I'm not someone who says "I love you" lightly. I grew up in a household where my parents never said it to each other and almost never said it to me either - I know they love because of their actions and a thousand other phrases that express their love and affection and pride, but never "I love you". I was always iffy about those words too and I always said I would never say them unless I really, really mean it.
7 months into our relationship, I realised I was in love with my bf. Considering the fact that we already were in a relationship, I didn't think much of it. I had a conversation with him, a long one in which I sat him down and I babbled a lot because I was nervous, trying to build up the narrative to what I'm going to say (I love you) and how I came to that conclusion. And his responde was that he is very honoured and he has a lot of love, affection and respect for me, but he can't say it back. After a long back-and-forth argument, we realised it was a difference in the meaning "I love you" has to us. For me, "I love you" is an expression of the intensity of my romantic feelings for him - for him, it's a very serious phrase that denotes a long term commitment, like marriage. Mind you, we're both in our early twenties, very career oroented, currently struggling with the job market. The idea of marriage never appealed to me and I never want kids either, so I DEFINITELY didn't mean "I love you" in the way he thinks about that phrase. But because of that, he didn’t say it back, and I ended up not uttering those words myself.

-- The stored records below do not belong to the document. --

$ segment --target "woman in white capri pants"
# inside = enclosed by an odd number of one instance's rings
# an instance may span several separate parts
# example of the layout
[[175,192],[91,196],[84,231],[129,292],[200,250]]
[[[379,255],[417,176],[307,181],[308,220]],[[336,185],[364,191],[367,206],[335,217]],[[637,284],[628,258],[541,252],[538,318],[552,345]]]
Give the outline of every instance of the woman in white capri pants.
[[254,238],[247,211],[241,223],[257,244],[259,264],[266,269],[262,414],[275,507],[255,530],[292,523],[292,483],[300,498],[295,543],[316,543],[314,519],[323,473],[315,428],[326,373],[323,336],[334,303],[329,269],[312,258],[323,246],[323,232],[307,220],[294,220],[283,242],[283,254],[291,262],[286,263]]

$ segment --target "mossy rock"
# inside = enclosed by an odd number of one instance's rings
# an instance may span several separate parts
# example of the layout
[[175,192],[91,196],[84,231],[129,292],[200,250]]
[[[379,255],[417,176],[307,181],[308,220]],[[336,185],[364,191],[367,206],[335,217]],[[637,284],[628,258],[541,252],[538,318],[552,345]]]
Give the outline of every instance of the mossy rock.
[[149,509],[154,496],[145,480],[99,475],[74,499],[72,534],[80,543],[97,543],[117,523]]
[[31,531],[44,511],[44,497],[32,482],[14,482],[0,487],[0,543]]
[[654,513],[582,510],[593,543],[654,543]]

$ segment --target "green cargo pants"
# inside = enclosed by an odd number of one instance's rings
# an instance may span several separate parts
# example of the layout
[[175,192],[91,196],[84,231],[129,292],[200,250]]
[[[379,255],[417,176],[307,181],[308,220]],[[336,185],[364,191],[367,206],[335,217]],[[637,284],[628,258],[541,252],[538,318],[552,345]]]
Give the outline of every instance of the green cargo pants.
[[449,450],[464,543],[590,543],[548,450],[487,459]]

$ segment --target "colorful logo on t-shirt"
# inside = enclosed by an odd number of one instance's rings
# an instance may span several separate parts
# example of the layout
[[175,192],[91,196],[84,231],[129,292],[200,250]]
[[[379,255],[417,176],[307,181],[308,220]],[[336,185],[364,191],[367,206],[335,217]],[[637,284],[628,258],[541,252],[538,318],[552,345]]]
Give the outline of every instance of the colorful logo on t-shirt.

So now, almost a year into our relationship, he still hasn't said it. All other forums, when discussing this issue, say that it might be too soon and the timeframe they give for the ideal time is 3-6 months.... but that threshold already passed and I don't know what to do with this.
His actions, the other things he says to me, the way he pays attention, the jokes he makes, the way he understands me - I know actions speak louder than words and his actions are very loud, I really cannot complain. But if I never say "I love you".... he definitely won't..... should I stay? Or is it better to go our separate ways?